I've got a 15 lbs tank on my 20G that last a lil over a year.


----------



## gBOYsc2 (Nov 26, 2010)

I have a 5lb canister. When I had it on a 50g it was running 3 bps at 20 psi and would last me approximately 4 months.


----------



## virgo888 (Jun 25, 2009)

20g 3-4bps - 10lbs been running for 6+ months. xpect it to last for over 1yr.


----------



## TAB (Feb 7, 2009)

just a FYI, often industrial gas supplers have a trade out deal. just like propane cylinders.

Its often the best deal you can find.


----------



## gerryd (Jul 6, 2010)

Hi,

I purchased a used 10 lb from a welding supply/c02 refill outfit. Filled, inspected for $60. Was NOT nice and shiny, but it works fine.


----------



## Newt (Apr 1, 2004)

Fire Extinguisher shops tend to be the cheapest place to get refills.
It is much cheaper to fill a 20 lb tank. Its a few dollars more than a 5 lb tank. The CO2 is cheap, the labor cost isnt.


----------



## Ceiji (Aug 5, 2010)

cost me $24 to swap out a 5lb and $30 to swap 20lb


----------



## gBOYsc2 (Nov 26, 2010)

Newt said:


> Fire Extinguisher shops tend to be the cheapest place to get refills.
> It is much cheaper to fill a 20 lb tank. Its a few dollars more than a 5 lb tank. The CO2 is cheap, the labor cost isnt.
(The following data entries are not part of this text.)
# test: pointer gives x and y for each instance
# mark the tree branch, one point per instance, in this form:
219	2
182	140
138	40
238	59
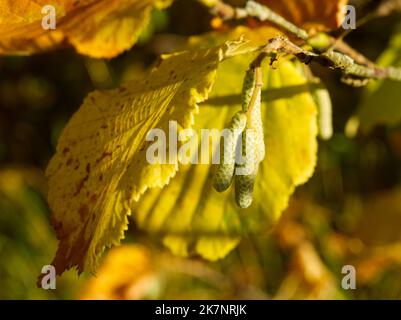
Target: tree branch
356	69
This vary's everywhere. I have a member on a local forum that lives about 4 hours from where I live and has to pay $45 to fill a 5 lb canister and claimed it is chaper to do a 20. In my case it only costs about $15 to fill a 5 lb canister.

Do you research on price refills before you purchase a tank. Generally though I would get the largest tank I can fit under my stand so that you have to fill it less often.


----------



## ray-the-pilot (May 14, 2008)

Zabman14u said:


> just curious as to how big of a bottle does everyone run and how long it lasts. i am in the market for CO2 bottles as i would like to get away from my DIY deal. i currently have a 30 gal med planted tank and was wondering what everyone else has


I am really amazed how much people are paying for CO2!

I have two five pound tanks and it costs $12 to fill one up at a local welding supply place.

In my 50 gal tank 5# lasts about 5 months. I have a CO2 controller that is on 24/7.


----------